Makeup Free and Top Knot Tight
Hi, my name is Amy and I’m a fellow working woman, lady boss, over yes saying, average achieving mom. It’s been 4 years, 8 days since I last had a five-day a week commute to an office, outside of my home.
I don’t commute, unless you count the one day a week I travel to NW Indiana and the 20 steps I take from my bedroom to get to my home office.
Don’t hate me. I was once one of the working moms who had a commute--from the car, to the train, to the bus, over 10 hours a week, early mornings out and late evenings in, in sunny weather, or inches of snow. I commuted like that for over two years after my son was born.
My job, plus the commute put me into weekly therapy, caused me so much anger, stress and anxiety plus lead me to have one major mental breakdown--or was it a break through?
I quit that job.
Of course, working from home has its luxuries. I can do the whole mom job and make sure my son is where he needs to be whether it’s school, sports or parties. I can do the whole non-working during the day mom thing, laundry at home, work out, meet a friend for lunch, get my nails done, volunteer for every PTA committee or school related function. However, working from home also has its downsides. Since I have flexibility to my day to say yes to everything listed above, I’m busier and more stressed than I have ever been before.
On the work side of things, I certainly do lots of multi-tasking and I’m always on call. I work in real estate so I have to be prepared for a call anytime of day. I do try to set personal boundaries, but if I’m working on a real estate deal, I’ll have my phone out and be responding while I’m making dinner, helping my son with his homework or I’ll even respond to a prospect late into the evening if that’s when they are thinking about their new home. It’s often hard for me to turn off for the day and to set boundaries of a work schedule.
What is the worst part of working from home? Most of the time I feel pretty darn isolated.
Depending on how you look at it, the effect of my working arrangement is I get significantly more accomplished makeup free and top knot tight, in yoga pants, some of which have never ever seen a yoga studio.
Why do I put myself purposely into the ‘I have too much going on zone’—where I become stressed and forgetful? Why do I find myself having just the hardest time saying no?
Remember when I shared how isolated I feel? To combat that feeling ever so slightly, I say yes.
Because I crave conversations with other women
Because of the judgment I’ll place on myself for letting someone else down who needs my help.
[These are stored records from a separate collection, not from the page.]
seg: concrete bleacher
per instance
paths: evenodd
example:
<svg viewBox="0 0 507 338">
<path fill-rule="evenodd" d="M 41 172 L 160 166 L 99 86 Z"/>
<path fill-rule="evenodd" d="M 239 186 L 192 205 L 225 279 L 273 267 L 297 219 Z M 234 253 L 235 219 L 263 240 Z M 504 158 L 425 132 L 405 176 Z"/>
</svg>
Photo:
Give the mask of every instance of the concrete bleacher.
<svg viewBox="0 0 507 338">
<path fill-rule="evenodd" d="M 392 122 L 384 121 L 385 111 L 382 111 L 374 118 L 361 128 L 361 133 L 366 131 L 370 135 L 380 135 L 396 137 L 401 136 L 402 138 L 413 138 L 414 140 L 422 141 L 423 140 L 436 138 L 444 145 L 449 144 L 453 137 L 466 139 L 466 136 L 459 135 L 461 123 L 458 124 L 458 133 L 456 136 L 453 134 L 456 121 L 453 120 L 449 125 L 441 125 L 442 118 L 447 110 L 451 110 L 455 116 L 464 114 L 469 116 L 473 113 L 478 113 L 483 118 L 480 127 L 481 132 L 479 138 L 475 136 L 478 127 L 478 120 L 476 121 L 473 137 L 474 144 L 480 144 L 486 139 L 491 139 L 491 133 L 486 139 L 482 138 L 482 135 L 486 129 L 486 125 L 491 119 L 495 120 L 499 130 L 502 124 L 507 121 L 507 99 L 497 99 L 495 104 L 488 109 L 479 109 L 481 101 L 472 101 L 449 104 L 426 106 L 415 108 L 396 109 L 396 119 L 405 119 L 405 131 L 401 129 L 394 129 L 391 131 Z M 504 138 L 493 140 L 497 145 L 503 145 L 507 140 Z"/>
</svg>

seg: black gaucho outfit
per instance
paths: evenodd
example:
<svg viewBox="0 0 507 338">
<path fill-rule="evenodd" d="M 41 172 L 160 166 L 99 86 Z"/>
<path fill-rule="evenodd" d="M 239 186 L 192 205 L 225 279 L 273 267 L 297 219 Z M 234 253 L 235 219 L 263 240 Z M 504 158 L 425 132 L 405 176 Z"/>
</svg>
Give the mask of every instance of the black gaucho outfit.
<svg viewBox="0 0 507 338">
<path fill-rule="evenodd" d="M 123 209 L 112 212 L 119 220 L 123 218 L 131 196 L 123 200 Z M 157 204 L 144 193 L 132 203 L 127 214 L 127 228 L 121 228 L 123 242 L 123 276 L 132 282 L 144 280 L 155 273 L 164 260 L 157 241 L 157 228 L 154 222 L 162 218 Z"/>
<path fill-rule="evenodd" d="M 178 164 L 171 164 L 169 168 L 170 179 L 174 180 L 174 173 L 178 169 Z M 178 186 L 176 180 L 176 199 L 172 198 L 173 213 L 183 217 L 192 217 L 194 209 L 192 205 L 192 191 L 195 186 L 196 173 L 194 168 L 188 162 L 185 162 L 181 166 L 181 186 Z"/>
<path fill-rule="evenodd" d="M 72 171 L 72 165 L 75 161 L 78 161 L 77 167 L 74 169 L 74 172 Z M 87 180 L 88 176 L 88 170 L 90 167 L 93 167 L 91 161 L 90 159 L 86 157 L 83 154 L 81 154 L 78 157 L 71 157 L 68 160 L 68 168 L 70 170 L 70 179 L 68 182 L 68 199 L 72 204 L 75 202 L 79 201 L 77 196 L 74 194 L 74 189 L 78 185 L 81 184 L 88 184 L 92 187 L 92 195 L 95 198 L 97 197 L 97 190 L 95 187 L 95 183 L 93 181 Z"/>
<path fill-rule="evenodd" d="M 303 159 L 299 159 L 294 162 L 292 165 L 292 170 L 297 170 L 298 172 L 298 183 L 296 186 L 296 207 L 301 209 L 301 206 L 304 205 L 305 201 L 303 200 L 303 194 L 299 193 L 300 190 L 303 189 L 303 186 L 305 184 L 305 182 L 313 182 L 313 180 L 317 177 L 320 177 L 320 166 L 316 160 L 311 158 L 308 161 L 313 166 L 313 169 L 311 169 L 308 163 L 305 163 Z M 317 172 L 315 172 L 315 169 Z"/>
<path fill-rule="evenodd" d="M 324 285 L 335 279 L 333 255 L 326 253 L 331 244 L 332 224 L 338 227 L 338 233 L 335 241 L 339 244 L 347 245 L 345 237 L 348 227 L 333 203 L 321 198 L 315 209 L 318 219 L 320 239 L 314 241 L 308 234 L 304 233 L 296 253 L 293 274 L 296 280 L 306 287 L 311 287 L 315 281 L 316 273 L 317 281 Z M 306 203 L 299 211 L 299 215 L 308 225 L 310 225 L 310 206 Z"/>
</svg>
When I left my office job that I commuted to, I set off to change things for myself. I was in a bad, unhealthy and unhappy place. I set off to achieve happiness for myself, go back to school, and really immerse myself in finding out if I can truly have it all.
Today, I’d say I was over-committed, stressed out AF and frankly, exhausted. I’m doing a job I love with a team I respect, building people’s dreams. I’m present in the lives of my husband and son, living a great life.
Did I achieve my goal?
Will I or us as women, every truly find that sweet-spot of happiness or will we be always and constantly chasing? Second-guessing?
I love working, I love my job. I honestly, don’t think I could ever give up working to some extent. I love having something that is mine, something outside of being a mother that brings me purpose. I know, what I do every day, makes me a better mother, a better wife and a better person. My son’s excitement for helping me at times with my work--pulling a raffle winner out of a cup doing a facebook live or coming out to a job site. All of this, all the stress, makes me a better happier person.
Does his excitement and interest mean I’m doing something right?
I can only hope I am.
Just because I don’t always take a car to my office--doesn’t mean I’m not part of the journey. Like all of us, I juggle. I stress over saying yes too much, of finding that balance, of getting it all done, achieving my dreams and being the best woman, mother and wife.